The military still has a primary requirement to use a penetrating design in bullets, cover being still used as protection against gunfire. Bullets need to go thru walls, sandbags, and vehicles to reach the occupants. Our military kept the use of FMJ to meet that need, NOT to conform to an International Treaty. We didn't sign up, either.
In the '80s JAG came out with a legal opinion the use of open tip bullets designed for better aerodynamics was legal, which mostly affected long range snipers using Sierra match bullets. You don't see them issued willy nilly to soldiers because they have poor penetration on hard targets. Hollow points dump the energy without passing thru. Not what someone shooting back at a mud hut needs, but it does reduce collateral injuries, which doesn't affect the sniper much.

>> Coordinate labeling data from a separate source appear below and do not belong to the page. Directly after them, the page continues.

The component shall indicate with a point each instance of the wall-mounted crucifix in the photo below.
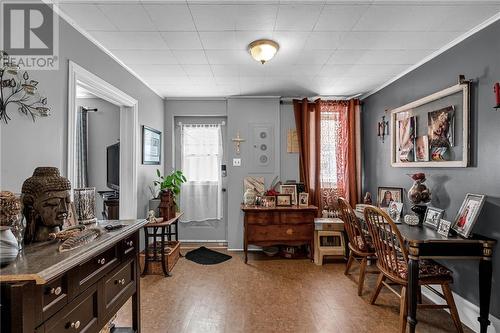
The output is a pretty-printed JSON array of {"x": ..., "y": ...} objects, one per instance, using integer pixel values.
[{"x": 237, "y": 142}]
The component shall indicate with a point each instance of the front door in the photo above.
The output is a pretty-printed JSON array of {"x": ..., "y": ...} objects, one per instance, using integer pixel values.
[{"x": 211, "y": 230}]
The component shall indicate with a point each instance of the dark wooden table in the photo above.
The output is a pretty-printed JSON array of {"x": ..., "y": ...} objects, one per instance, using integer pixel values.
[
  {"x": 291, "y": 225},
  {"x": 426, "y": 243},
  {"x": 153, "y": 231}
]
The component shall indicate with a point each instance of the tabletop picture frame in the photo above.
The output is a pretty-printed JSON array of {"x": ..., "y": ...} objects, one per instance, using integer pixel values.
[
  {"x": 151, "y": 146},
  {"x": 433, "y": 217}
]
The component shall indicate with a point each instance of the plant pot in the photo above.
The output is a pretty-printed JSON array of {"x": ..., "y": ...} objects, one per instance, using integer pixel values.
[
  {"x": 154, "y": 204},
  {"x": 167, "y": 204},
  {"x": 8, "y": 246}
]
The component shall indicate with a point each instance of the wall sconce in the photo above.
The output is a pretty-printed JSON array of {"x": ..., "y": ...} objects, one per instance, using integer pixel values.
[
  {"x": 496, "y": 89},
  {"x": 383, "y": 129}
]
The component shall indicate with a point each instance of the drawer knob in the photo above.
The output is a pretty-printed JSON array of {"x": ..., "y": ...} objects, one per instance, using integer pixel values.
[
  {"x": 75, "y": 324},
  {"x": 56, "y": 291}
]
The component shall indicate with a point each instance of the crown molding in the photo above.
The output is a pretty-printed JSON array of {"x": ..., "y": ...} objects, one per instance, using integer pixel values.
[
  {"x": 72, "y": 23},
  {"x": 445, "y": 48}
]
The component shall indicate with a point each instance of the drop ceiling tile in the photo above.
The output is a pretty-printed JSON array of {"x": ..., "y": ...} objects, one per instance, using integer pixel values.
[
  {"x": 297, "y": 17},
  {"x": 219, "y": 40},
  {"x": 158, "y": 70},
  {"x": 190, "y": 57},
  {"x": 153, "y": 57},
  {"x": 339, "y": 17},
  {"x": 226, "y": 70},
  {"x": 182, "y": 40},
  {"x": 392, "y": 40},
  {"x": 465, "y": 17},
  {"x": 315, "y": 57},
  {"x": 130, "y": 40},
  {"x": 324, "y": 40},
  {"x": 197, "y": 70},
  {"x": 128, "y": 17},
  {"x": 229, "y": 57},
  {"x": 373, "y": 57},
  {"x": 214, "y": 17},
  {"x": 87, "y": 16},
  {"x": 170, "y": 17}
]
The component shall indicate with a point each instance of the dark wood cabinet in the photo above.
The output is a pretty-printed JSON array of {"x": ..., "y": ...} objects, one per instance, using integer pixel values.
[
  {"x": 278, "y": 226},
  {"x": 80, "y": 298}
]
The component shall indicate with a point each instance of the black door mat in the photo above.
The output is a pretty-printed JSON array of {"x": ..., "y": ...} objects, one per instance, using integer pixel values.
[{"x": 204, "y": 256}]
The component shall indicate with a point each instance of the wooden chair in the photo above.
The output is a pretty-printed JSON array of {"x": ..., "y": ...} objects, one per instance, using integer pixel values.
[
  {"x": 393, "y": 264},
  {"x": 359, "y": 244}
]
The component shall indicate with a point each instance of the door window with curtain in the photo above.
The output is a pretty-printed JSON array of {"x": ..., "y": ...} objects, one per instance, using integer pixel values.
[{"x": 201, "y": 159}]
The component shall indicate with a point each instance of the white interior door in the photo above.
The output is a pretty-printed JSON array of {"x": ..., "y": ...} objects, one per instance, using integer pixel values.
[{"x": 209, "y": 230}]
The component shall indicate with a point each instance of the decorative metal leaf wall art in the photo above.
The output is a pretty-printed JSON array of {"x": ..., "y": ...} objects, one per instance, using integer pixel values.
[{"x": 21, "y": 90}]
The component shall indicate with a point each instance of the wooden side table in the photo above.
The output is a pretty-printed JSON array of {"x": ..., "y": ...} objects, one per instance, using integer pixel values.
[
  {"x": 162, "y": 230},
  {"x": 329, "y": 239}
]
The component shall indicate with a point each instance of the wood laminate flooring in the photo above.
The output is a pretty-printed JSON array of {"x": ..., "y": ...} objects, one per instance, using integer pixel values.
[{"x": 269, "y": 295}]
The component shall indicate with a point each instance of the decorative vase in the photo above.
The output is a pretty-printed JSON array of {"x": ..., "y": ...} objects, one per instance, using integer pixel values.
[
  {"x": 419, "y": 195},
  {"x": 249, "y": 197},
  {"x": 167, "y": 204},
  {"x": 154, "y": 204},
  {"x": 85, "y": 205},
  {"x": 8, "y": 246}
]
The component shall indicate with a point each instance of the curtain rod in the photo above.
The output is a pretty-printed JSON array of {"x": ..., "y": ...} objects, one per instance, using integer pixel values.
[{"x": 223, "y": 123}]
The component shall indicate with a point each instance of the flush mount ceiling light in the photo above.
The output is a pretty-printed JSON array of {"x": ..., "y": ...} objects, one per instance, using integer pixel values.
[{"x": 263, "y": 50}]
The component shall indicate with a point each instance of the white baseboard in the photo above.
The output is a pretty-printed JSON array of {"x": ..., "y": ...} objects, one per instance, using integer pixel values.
[
  {"x": 202, "y": 241},
  {"x": 468, "y": 312}
]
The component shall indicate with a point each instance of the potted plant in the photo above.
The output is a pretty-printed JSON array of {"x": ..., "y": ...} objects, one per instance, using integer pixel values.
[{"x": 170, "y": 188}]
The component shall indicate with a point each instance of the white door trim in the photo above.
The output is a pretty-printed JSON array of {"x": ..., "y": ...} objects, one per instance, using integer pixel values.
[{"x": 129, "y": 138}]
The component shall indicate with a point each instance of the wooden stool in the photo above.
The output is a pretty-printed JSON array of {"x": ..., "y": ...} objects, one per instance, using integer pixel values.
[
  {"x": 329, "y": 239},
  {"x": 154, "y": 252}
]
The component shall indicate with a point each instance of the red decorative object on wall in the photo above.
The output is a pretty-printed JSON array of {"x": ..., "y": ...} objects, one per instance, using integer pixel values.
[{"x": 496, "y": 89}]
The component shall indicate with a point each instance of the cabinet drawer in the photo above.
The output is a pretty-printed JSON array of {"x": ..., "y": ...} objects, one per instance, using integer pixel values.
[
  {"x": 296, "y": 217},
  {"x": 262, "y": 217},
  {"x": 299, "y": 232},
  {"x": 119, "y": 285},
  {"x": 97, "y": 267},
  {"x": 55, "y": 296},
  {"x": 129, "y": 246},
  {"x": 81, "y": 316}
]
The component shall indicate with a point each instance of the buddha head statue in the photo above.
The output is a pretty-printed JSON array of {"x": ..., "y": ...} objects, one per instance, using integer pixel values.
[{"x": 46, "y": 200}]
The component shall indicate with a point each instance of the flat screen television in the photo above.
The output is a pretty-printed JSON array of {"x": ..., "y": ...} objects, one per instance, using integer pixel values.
[{"x": 113, "y": 166}]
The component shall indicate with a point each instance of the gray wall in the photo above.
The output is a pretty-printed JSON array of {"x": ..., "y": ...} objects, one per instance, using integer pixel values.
[
  {"x": 26, "y": 145},
  {"x": 239, "y": 112},
  {"x": 103, "y": 131},
  {"x": 478, "y": 59},
  {"x": 289, "y": 161}
]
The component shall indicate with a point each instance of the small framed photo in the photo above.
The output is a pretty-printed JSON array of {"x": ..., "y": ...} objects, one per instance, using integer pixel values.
[
  {"x": 432, "y": 217},
  {"x": 290, "y": 189},
  {"x": 269, "y": 201},
  {"x": 387, "y": 195},
  {"x": 283, "y": 200},
  {"x": 303, "y": 199},
  {"x": 444, "y": 227},
  {"x": 151, "y": 146},
  {"x": 468, "y": 214}
]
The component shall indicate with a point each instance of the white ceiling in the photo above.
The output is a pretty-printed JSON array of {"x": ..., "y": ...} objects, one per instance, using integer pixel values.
[{"x": 198, "y": 48}]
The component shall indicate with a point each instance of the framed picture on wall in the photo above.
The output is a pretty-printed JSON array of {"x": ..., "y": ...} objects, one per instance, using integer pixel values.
[
  {"x": 468, "y": 214},
  {"x": 387, "y": 195},
  {"x": 151, "y": 146}
]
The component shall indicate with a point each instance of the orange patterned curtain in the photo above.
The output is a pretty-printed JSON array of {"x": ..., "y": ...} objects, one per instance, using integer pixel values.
[{"x": 329, "y": 150}]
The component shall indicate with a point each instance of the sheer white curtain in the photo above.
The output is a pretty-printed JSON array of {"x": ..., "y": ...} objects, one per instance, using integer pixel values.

A civilian concept of what makes good ammo isn't what the military has in mind. The military doesn't need or want it, combat is that different.
There is now a school of thought the use of hollow points by our LEO's is being MORE humane - it takes less shots to stop someone, and they suffer less from one hollow point gunshot that 5 - 10 FMJ rounds perforating them. That increases the rate of survival, and not all of them were guilty, which is another advantage for the use.
Vet 22 years, this seems to pop up more now than years ago. The public myth about the Geneva Convention has become much more distorted since the days when 1 in 10 had served in the '60s. Now, it's 1 in 100, and military issues are largely misinformation and rumor.